Lots of good descriptions in the completions tool readme.

Gemma 4 26B is pretty good at extracting emotion-subject pairs

Gemma 4 does surprisingly well, but has false positives, eg. failing in simple cases like “I want my pilot to lie to me.” which returns { subject: "pilot", emotion: "desire" } where the referent of the emotion is inaccurate (and I don’t think wanting is an emotion, though it’s apparently debatable). Other edge cases involve tracking the subject through nested conversations, eg. it emitted { subject: "speaker", emotion: "ridicule" } for the following quote:

And the funny thing is I own Final Cut Pro. I could just click, click, click and make it happen, but I’m like, but I want to figure it out using ffmpeg. And somebody could objectively say, "You idiot, it’s going to take you an hour to do it this way. It would take a minute to do it this way." I’m like, "But this makes me happier." And that matters.

Whether or not this is acceptable depends on what you’re planning to do with it, but to me, a quote where the speaker imagines a critic ridiculing the speaker feels like it should be represented differently from one in which the the speaker directly ridicules themselves.

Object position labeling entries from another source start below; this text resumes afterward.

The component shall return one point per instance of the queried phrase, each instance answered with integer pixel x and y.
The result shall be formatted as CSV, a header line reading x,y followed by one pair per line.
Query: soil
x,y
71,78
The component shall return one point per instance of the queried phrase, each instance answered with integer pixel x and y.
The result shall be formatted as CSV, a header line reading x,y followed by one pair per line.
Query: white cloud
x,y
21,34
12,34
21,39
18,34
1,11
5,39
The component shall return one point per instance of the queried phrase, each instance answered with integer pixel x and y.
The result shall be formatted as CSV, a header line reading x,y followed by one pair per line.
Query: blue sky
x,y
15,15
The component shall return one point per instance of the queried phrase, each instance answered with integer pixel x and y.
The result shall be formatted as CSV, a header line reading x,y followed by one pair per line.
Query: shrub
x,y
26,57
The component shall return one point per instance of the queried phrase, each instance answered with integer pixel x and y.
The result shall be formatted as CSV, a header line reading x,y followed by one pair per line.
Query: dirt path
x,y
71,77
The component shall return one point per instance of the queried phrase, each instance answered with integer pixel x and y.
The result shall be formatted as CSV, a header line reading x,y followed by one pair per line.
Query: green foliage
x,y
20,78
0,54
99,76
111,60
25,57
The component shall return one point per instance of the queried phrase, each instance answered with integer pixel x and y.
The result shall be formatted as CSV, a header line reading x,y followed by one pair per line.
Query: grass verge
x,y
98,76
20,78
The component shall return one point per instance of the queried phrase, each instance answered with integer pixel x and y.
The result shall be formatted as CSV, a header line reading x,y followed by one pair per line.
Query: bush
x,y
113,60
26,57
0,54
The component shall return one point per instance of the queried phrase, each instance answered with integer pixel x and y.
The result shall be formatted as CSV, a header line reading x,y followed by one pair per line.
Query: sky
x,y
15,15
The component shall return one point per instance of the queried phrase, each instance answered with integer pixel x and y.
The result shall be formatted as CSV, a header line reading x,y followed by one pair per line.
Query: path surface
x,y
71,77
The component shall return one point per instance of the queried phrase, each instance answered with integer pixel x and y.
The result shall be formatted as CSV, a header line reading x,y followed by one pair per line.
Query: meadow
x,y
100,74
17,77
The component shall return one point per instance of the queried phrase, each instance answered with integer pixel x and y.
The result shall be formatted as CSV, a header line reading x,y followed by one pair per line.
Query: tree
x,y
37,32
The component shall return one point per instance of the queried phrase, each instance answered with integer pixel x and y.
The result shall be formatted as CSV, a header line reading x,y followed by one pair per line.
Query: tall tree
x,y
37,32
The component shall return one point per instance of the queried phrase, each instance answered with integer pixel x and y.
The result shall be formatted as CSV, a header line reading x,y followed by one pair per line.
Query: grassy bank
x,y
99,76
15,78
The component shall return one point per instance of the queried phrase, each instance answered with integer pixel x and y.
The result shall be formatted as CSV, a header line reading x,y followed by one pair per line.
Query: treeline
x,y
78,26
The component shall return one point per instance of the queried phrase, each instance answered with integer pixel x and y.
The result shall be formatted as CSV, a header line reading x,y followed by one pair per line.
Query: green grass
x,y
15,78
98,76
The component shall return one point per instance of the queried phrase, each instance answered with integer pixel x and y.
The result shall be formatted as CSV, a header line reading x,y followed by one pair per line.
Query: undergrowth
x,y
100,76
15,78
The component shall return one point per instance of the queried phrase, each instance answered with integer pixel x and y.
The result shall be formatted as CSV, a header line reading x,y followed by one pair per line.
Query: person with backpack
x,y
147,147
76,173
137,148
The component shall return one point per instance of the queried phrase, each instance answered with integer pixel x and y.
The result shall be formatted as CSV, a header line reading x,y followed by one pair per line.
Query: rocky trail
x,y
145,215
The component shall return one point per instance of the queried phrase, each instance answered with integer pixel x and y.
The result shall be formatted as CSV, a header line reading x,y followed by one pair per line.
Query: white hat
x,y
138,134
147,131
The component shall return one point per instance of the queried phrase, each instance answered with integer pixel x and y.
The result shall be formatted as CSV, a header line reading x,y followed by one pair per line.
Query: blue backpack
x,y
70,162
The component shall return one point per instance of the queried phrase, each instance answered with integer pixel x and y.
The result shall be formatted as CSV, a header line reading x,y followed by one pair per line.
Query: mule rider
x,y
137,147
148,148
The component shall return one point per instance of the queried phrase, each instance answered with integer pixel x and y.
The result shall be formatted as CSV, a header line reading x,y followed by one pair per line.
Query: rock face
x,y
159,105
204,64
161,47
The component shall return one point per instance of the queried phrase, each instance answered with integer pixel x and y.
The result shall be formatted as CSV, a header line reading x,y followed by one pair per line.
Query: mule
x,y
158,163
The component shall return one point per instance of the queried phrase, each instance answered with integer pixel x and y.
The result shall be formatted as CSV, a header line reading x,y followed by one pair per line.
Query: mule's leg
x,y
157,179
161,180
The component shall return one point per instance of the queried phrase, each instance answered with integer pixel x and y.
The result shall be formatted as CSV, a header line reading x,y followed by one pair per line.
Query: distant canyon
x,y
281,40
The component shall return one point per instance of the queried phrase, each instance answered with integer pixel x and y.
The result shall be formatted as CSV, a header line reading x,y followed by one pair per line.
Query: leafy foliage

I wonder if, rather than trying to anticipate all possible edge cases in the prompt, a generator-verifier pattern might be useful here. I have an unvalidated intuition that decomposing into workflows can be a way to work with the grain of a model, and, more generally, that designing robust pipelines that inherently compensate for expected failure may be a better strategy than to trying to engineer it out.